Nat steckte den Schlüssel ins Schloss, öffnete die Tür und sagte:
»Ruf deine Mutter an. Ich sehe schnell nach Luke.«
Su Ling ging zum Telefon im Flur, während Nat langsam die
Treppe hochstieg und versuchte, seine Gedanken zu ordnen. Er
wusste, Luke würde auf jede Frage eine wahrheitsgemäße
Antwort erwarten. Er ging den Flur entlang und klopfte leise an
die Tür seines Sohnes.

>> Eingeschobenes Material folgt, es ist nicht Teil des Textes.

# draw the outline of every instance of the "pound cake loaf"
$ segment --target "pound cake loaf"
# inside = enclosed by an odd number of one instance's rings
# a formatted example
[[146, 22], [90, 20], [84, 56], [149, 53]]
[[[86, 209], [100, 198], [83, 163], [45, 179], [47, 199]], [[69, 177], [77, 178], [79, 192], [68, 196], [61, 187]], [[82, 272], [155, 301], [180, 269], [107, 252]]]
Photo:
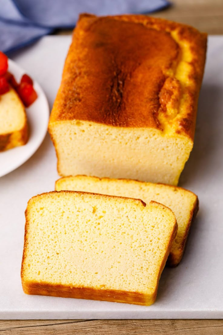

Es kam keine Antwort, also versuchte
Nat es erneut und rief: »Luke, darf ich hereinkommen?« Immer
noch keine Antwort. Er öffnete die Tür einen Spalt breit und sah
hinein, aber Luke war nicht im Bett und keins seiner
Kleidungsstücke lag wie üblich ordentlich gefaltet über dem
Stuhl. Nats erste Reaktion war, dass Luke zu seiner Großmutter
geflüchtet sein musste. Er machte das Licht aus und lauschte,
wie Su Ling mit ihrer Mutter sprach. Er wollte gerade zu ihr
nach unten, als ihm auffiel, dass Luke das Licht im Badezimmer
hatte brennen lassen. Er beschloss, es auszuschalten.
Nat ging zum Bad und stieß die Tür auf. Einen Augenblick
lang starrte er reglos zu seinem Sohn hoch. Dann fiel er auf die
Knie, unfähig, noch einmal aufzusehen, obwohl er wusste, dass
er Lukes baumelnden Körper herunterholen musste, damit das
nicht die letzte Erinnerung wäre, die Su Ling von ihrem einzigen
Kind hätte.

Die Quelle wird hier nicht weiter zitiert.